Basterà rivedere i programmi? Ag­giungere un’ora? O mantenere le attua­li? Il presidente d’onore della Crusca, Francesco Sabatini, punta su un aspetto che definisce paradossale: «Non c’è nes­sun collegamento tra la formazione uni­versitaria e l’immissione degli insegnan­ti nella scuola: si richiederebbe una competenza linguistica e tecnico-didat­tica specifica. Un tempo poteva insegna­re italiano nelle superiori anche un lau­reato in giurisprudenza che aveva fallito la carriera di avvocato oppure un laurea­to in pedagogia. Ma ancora oggi se io chiedo a cento professori di italiano quanti hanno studiato linguistica o sto­ria della lingua, rispondono positiva­mente soltanto in dieci. Il predominio della letteratura è un tardo influsso cro­ciano». Non per niente Sabatini ha scrit­to già un paio d’anni fa un saggio intito­lato Lettera sul ritorno alla grammati­ca. Ma contro la grammatica sembrano schierarsi persino i professori, che for­se sarebbero i primi a doverla imparare: «È vero, c’è un blocco dei docenti, i qua­li sostengono che chi sa bene la lettera­tura può insegnare tranquillamente la lingua. Per non dire poi dei ministeri, che ignorano persino l’esistenza di una disciplina che si chiama linguistica». In­somma, ci vorrebbe, secondo Sabatini, una politica mirata all’insegnamento dell’italiano, tenendo conto del fatto che l’italiano serve a tutti i cittadini e a tutti i professionisti: non solo ai docenti di italiano, ma ai magistrati, agli avvoca­ti, ai medici, agli ingegneri eccetera.

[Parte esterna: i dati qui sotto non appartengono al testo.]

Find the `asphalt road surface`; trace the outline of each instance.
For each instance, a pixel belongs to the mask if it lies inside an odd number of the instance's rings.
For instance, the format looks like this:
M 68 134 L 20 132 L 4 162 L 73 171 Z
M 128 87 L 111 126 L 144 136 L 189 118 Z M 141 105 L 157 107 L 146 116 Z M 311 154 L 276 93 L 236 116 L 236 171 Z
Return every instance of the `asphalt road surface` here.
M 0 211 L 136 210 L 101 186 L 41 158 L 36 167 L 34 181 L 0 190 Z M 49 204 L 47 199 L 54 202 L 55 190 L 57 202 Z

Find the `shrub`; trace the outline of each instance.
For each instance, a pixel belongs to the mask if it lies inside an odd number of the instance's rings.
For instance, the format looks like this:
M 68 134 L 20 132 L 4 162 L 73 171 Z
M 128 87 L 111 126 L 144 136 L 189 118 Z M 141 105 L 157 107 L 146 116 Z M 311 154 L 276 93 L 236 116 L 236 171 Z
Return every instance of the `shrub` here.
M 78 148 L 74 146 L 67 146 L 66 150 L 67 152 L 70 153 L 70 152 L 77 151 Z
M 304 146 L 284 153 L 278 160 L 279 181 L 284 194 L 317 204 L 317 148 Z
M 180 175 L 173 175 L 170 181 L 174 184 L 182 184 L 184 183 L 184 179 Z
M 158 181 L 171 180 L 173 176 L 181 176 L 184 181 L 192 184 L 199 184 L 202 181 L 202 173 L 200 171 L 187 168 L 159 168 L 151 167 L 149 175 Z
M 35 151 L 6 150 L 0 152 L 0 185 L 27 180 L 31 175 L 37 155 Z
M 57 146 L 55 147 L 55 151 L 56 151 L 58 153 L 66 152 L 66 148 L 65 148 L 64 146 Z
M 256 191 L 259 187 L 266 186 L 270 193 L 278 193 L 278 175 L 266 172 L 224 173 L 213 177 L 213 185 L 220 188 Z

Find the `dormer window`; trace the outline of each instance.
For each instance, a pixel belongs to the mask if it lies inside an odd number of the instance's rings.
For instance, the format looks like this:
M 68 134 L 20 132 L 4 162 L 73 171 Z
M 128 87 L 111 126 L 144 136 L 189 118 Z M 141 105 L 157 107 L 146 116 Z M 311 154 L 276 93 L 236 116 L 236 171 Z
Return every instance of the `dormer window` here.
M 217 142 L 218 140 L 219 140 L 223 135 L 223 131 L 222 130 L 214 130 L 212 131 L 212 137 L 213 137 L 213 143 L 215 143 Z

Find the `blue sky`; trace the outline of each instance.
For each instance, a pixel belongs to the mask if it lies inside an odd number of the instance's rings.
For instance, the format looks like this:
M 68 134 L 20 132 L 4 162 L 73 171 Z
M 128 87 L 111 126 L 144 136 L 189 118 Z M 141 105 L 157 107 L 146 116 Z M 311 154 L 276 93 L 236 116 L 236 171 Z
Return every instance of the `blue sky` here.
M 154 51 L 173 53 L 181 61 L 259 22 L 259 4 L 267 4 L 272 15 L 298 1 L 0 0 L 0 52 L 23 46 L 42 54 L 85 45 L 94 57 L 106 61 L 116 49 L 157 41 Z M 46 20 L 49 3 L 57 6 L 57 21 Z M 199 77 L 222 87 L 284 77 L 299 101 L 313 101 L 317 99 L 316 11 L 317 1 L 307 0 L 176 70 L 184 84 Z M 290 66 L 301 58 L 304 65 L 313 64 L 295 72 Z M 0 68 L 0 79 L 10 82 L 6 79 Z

E il dialetto? «È importante culturalmente, storicamente, strutturalmente. Va bene presentarlo, ma insegnarlo sistematica­mente sarebbe una follia: il dialetto si impara, non si insegna». Bisogna andare sul campo, come si dice, per avere una voce ancora più net­ta sulla questione. Carla Marello è glot­todidatta all’Università di Torino e si oc­cupa molto dell’insegnamento a stranie­ri. Una prospettiva diversa? «No, tutto ciò che vale nell’insegnamento dell’ita­liano agli stranieri, serve a maggior ra­gione per i parlanti nativi. Oggi poi...». Oggi? «Con le classi multilingue l’inse­gnamento dell’italiano è cambiato per forza. Se poi sentiamo in televisione il Grande Fratello, si capisce subito che la lingua dei giovani è diversa da quella delle antologie scolastiche e dalle scrit­ture artificiali che si richiedono nei te­mi». Dunque? «La scuola continua a in­segnare un italiano fittizio, c’è un distac­co enorme tra l’esempio che diamo e ciò che gli allievi sono in grado di rece­pire. Dunque se vogliamo che l’italiano scritto dei nostri ragazzi migliori dob­biamo impegnarci a farli scrivere di co­se concrete, con un insegnamento mol­to pratico che non guardi più alla lingua letteraria come al solo modello». Bandi­re la letteratura? «No, si arriverà alla let­teratura come massimo grado di utilità e bellezza, ma prima punterei su forme di scrittura meno belle e più concrete, senza ostinarmi a perseguire norme uto­piche e senza dare per scontato nien­te». Proprio niente? Neanche la differen­za tra scritto e orale? «Tra scritto e parla­to c’è uno scollamento enorme: puntan­do sul parlato, alzeremo anche il livello dello scritto. Sempre meglio dire: 'se lo sapevo non venivo' piuttosto che 'se non lo saprei non verrei'. Che bisogno c’è di pretendere a tutti i costi 'se l’aves­si saputo non sarei venuto'? Pazienza se non sarà lo scritto di Igor Man o di Scal­fari, ma quello più realistico della Littiz­zetto! ».